Merval Pereira
Querer transformar em heróis
os principais líderes condenados pelo mensalão tem o mesmo tom de farsa da
afirmativa de que são “prisioneiros políticos condenados por um tribunal de
exceção”. A defesa de José Dirceu tenta constranger os ministros do Supremo Tribunal
Federal (STF) da mesma maneira que a de José Genoino tentou em vão durante o
julgamento, confrontando-os com uma história de vida que teria “alto valor
social” pela luta política desenvolvida tanto contra a ditadura militar quanto
na democracia, com a fundação do Partido dos Trabalhadores.

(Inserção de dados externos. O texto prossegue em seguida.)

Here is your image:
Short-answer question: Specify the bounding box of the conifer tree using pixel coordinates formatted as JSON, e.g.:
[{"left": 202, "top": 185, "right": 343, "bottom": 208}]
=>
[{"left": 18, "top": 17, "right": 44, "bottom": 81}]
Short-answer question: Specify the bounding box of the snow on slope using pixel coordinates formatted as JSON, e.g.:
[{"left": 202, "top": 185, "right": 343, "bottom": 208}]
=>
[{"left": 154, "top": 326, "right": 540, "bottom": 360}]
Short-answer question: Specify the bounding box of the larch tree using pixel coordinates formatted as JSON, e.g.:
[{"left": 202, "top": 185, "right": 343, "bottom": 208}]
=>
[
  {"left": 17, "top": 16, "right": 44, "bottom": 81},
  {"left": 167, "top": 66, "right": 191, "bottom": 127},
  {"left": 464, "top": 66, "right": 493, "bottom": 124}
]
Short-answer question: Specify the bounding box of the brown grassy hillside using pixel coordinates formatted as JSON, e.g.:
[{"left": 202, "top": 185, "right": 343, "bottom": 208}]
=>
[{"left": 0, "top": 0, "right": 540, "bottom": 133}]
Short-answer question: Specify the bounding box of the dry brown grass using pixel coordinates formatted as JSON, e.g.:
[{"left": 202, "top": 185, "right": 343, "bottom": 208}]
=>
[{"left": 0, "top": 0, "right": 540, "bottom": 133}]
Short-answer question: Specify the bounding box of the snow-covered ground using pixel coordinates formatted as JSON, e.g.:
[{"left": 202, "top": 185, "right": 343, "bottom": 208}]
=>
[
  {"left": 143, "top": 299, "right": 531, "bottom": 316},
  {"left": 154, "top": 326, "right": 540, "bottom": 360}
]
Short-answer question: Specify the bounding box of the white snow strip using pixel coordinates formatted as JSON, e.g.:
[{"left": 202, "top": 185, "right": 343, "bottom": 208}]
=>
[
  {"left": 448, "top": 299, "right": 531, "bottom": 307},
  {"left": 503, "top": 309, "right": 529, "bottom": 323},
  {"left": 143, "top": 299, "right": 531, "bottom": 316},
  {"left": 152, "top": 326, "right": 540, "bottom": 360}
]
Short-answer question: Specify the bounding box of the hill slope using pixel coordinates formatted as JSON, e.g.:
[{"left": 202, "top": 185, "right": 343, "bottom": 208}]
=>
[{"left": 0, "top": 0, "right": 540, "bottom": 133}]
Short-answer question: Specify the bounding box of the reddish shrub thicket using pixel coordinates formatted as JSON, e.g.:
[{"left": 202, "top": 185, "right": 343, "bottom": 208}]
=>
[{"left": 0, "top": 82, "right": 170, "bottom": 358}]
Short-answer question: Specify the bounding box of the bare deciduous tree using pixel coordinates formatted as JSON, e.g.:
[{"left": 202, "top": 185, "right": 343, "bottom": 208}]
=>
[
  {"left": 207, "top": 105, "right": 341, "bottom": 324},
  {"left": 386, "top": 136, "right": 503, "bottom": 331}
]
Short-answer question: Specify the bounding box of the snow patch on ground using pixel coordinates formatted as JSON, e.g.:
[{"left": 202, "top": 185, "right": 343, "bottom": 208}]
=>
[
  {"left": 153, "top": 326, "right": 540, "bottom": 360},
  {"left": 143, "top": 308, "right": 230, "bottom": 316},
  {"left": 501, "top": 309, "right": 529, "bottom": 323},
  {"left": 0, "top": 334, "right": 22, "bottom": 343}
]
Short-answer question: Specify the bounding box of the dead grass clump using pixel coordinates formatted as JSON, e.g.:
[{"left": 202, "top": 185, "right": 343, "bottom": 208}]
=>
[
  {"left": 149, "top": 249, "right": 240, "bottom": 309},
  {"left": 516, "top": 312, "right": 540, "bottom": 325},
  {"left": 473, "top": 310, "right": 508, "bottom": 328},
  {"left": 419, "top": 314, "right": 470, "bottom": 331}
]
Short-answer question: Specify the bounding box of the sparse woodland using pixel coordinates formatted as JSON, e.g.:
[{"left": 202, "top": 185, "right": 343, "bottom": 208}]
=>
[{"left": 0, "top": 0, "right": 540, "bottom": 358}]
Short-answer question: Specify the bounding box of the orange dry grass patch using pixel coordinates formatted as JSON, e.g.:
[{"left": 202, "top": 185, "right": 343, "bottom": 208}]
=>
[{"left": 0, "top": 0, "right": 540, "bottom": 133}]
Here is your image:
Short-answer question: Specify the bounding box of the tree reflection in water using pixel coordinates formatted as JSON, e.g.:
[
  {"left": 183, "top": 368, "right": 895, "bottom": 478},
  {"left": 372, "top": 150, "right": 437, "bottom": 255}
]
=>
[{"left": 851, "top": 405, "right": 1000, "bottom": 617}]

Seria realmente patético se,
em consequência dessa classificação esdrúxula de "perseguidos
políticos", alguns deles pedissem asilo político a “democracias” como a
Venezuela ou Cuba, capazes, sim, de compactuar com essa farsa que surge da
tentativa de repetir a história. Ou Equador, como fez, desmascarando-se, Julian
Assenge do Wikileaks.Cairiam no ridículo se tentassem pedir asilo a uma
democracia verdadeira.
Como escreveu Karl Marx, autor
que deveria ser conhecido da parte dos réus que tenta dar contornos políticos à
roubalheira em que foram apanhados, a História se repete, “a primeira vez como
tragédia e a segunda como farsa”.
Pois o ex-presidente do PT
José Genoíno e o ex-ministro do Gabinete Civil, José Dirceu, tentam desde o
início do julgamento do mensalão trazer para o presente o passado, que para
muitos foi heroico, para tentar justificar os crimes que praticaram contra a
democracia a favor da qual dizem ter lutado.
Nada indica que a Guerrilha do
Araguaia promovida pelo PCdoB maoista pretendesse instalar no Brasil um governo
democrático, nem que José Dirceu, do Molipo (Movimento de Libertação Popular)

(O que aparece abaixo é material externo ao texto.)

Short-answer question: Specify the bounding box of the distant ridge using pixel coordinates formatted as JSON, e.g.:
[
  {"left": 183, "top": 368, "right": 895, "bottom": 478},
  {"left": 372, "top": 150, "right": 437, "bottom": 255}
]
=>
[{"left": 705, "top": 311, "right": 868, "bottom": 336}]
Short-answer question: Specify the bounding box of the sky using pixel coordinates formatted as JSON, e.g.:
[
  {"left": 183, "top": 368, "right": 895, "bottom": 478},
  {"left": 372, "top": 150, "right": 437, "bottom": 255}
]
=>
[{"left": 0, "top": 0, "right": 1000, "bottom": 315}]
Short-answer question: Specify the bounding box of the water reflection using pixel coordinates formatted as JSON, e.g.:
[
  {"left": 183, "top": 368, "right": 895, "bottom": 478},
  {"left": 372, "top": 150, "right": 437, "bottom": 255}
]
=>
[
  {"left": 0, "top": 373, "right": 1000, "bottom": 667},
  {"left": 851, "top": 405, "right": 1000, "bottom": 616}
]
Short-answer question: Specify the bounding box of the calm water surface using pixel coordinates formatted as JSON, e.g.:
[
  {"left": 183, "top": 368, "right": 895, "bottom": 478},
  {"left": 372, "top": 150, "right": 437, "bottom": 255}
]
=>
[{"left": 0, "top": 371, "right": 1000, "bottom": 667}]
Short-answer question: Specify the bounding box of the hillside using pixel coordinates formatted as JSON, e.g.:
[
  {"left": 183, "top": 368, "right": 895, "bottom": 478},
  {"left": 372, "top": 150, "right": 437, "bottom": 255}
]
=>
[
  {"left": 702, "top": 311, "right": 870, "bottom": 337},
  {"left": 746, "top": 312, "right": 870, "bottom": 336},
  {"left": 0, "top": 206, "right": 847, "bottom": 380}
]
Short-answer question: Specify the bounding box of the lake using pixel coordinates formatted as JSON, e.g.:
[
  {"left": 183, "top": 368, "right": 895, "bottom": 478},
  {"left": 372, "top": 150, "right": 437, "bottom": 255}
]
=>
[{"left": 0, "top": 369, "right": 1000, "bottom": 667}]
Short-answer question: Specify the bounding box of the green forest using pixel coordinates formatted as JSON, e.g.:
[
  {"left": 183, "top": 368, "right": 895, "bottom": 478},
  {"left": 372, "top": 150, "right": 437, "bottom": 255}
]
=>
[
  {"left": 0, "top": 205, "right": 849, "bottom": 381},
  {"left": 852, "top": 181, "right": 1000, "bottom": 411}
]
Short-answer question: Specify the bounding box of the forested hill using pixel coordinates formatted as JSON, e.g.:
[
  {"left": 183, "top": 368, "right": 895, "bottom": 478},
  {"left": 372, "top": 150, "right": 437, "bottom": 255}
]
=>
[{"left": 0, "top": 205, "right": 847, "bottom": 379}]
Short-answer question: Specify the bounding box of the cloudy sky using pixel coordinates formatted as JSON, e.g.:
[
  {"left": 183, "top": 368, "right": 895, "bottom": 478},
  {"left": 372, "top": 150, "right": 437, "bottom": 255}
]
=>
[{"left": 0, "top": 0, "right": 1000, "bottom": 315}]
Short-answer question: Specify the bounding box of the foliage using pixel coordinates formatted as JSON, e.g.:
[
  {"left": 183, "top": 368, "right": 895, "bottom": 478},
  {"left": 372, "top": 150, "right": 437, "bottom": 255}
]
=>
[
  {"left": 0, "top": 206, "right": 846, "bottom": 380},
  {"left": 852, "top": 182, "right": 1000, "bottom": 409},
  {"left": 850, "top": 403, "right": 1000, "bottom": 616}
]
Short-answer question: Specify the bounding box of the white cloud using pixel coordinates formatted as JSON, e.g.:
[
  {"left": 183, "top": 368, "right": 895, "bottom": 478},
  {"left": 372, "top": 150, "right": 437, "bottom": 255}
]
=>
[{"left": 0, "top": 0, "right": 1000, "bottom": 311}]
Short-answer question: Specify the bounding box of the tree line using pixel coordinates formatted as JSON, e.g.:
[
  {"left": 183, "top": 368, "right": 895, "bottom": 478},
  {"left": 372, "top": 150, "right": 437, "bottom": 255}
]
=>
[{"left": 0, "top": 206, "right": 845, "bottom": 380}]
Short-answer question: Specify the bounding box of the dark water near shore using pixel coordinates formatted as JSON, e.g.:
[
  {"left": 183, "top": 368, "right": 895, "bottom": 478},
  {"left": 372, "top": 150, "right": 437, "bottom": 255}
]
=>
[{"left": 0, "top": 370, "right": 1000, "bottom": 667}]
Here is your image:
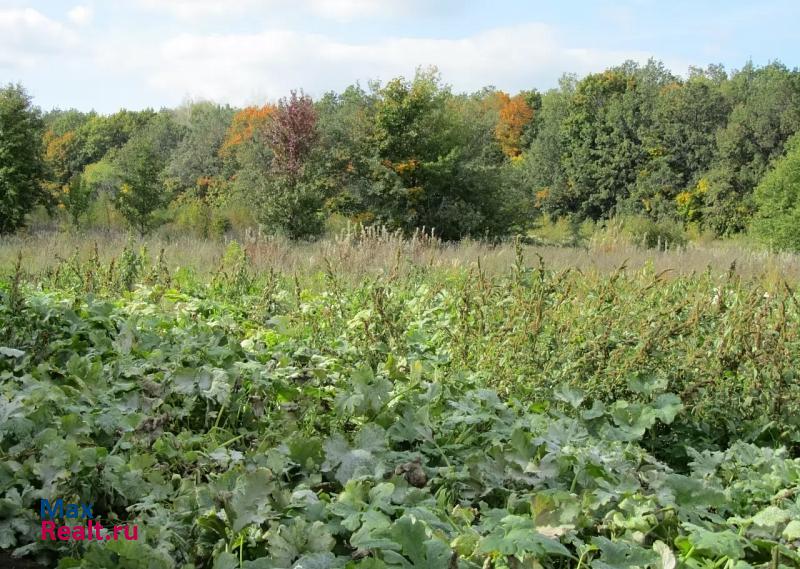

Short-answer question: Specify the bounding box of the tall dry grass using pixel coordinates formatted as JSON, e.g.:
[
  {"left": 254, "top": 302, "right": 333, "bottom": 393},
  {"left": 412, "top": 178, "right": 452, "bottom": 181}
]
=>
[{"left": 0, "top": 224, "right": 800, "bottom": 282}]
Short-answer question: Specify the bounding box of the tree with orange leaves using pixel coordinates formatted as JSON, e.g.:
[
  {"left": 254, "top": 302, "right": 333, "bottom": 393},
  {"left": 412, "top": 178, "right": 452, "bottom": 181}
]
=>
[
  {"left": 495, "top": 91, "right": 533, "bottom": 158},
  {"left": 220, "top": 105, "right": 275, "bottom": 156}
]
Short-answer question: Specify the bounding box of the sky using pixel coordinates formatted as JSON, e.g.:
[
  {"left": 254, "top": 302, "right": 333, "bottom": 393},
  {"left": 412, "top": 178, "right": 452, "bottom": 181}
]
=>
[{"left": 0, "top": 0, "right": 800, "bottom": 113}]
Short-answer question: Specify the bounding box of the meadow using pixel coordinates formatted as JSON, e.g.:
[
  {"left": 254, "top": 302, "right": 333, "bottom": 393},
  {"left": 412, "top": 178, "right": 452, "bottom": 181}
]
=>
[{"left": 0, "top": 229, "right": 800, "bottom": 569}]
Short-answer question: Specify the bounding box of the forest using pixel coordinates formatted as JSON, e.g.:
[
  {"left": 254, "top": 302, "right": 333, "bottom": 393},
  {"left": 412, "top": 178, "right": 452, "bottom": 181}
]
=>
[
  {"left": 0, "top": 55, "right": 800, "bottom": 569},
  {"left": 0, "top": 60, "right": 800, "bottom": 250}
]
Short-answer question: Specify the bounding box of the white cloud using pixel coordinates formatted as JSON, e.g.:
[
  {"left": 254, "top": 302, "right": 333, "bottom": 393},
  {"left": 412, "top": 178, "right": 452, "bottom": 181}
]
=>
[
  {"left": 306, "top": 0, "right": 412, "bottom": 22},
  {"left": 0, "top": 8, "right": 78, "bottom": 68},
  {"left": 67, "top": 6, "right": 94, "bottom": 26},
  {"left": 137, "top": 0, "right": 410, "bottom": 22},
  {"left": 98, "top": 23, "right": 649, "bottom": 104},
  {"left": 137, "top": 0, "right": 259, "bottom": 20}
]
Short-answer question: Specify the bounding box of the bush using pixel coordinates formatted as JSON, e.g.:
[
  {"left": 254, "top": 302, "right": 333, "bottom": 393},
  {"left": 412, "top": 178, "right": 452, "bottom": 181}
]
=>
[
  {"left": 751, "top": 134, "right": 800, "bottom": 251},
  {"left": 623, "top": 216, "right": 686, "bottom": 251}
]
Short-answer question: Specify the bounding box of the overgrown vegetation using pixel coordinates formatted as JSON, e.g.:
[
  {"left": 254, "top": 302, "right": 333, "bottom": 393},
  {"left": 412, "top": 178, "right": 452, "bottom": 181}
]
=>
[{"left": 0, "top": 243, "right": 800, "bottom": 569}]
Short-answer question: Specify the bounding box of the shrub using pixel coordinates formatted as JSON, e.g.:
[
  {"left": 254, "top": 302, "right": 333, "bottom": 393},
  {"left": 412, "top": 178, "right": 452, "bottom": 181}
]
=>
[{"left": 751, "top": 134, "right": 800, "bottom": 251}]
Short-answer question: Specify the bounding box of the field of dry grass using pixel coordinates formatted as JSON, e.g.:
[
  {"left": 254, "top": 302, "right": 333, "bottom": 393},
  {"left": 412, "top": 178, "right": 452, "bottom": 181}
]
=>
[{"left": 0, "top": 224, "right": 800, "bottom": 282}]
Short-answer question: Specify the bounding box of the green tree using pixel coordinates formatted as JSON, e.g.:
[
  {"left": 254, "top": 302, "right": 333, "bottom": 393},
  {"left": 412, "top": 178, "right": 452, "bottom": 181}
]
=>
[
  {"left": 0, "top": 85, "right": 48, "bottom": 233},
  {"left": 704, "top": 63, "right": 800, "bottom": 235},
  {"left": 752, "top": 135, "right": 800, "bottom": 251},
  {"left": 114, "top": 112, "right": 180, "bottom": 235},
  {"left": 165, "top": 102, "right": 234, "bottom": 196},
  {"left": 340, "top": 69, "right": 509, "bottom": 239}
]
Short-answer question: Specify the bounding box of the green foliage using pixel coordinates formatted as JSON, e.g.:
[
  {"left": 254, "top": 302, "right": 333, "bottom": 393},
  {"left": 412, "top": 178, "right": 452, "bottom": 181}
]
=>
[
  {"left": 0, "top": 252, "right": 800, "bottom": 569},
  {"left": 752, "top": 135, "right": 800, "bottom": 251},
  {"left": 0, "top": 85, "right": 48, "bottom": 234},
  {"left": 4, "top": 60, "right": 800, "bottom": 240},
  {"left": 114, "top": 113, "right": 179, "bottom": 235}
]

tenha ido para Cuba aprender democracia.
Mesmo sem entrar na análise
dos eventuais méritos que tenham tido na sua luta política, esses “valores
sociais” só fariam agravar a atuação dos dois no episódio em julgamento, pois
estariam traindo seus “ideais democráticos” agindo contra a própria democracia.
O ex-guerrilheiro José Genoíno
já havia se transformado em um perverso formulador da História ao se dizer
vítima de novos torturadores da imprensa, que em vez de pau de arara usariam a
caneta para lhe infligir sofrimentos. Tal desvirtuamento de ideias,
transformando a liberdade de expressão e de informação em instrumentos de
tortura, mostra bem a alma tortuosa desse político metido em bandidagens a
guisa de impor um projeto político “popular”.
Transformar um bando de
delinquentes, na definição do ministro Celso de Mello, em heróis é uma
tentativa de vitimizar os condenados, dando conotações políticas elevadas ao
que não passou de um assalto aos cofres públicos com o objetivo de perpetuar um
partido no Poder através do desvirtuamento da própria democracia.
No julgamento, alguns
ministros, mesmo que sugerindo respeito, ressaltaram que não estavam julgando o
passado dos réus, mas os fatos relatados nos autos do processo. Autos
produzidos em um sistema judiciário democrático, sob a atuação do Ministério
Público Federal, um avanço da Constituição cidadã de 1988 (que o PT se recusou
a assinar).
Os dois Procuradores que
atuaram no processo, Antonio Fernando de Souza e Roberto Gurgel, foram nomeados
pelo ex-presidente Lula, e sete dos dez atuais ministros do Supremo Tribunal
Federal foram indicados por Lula e Dilma.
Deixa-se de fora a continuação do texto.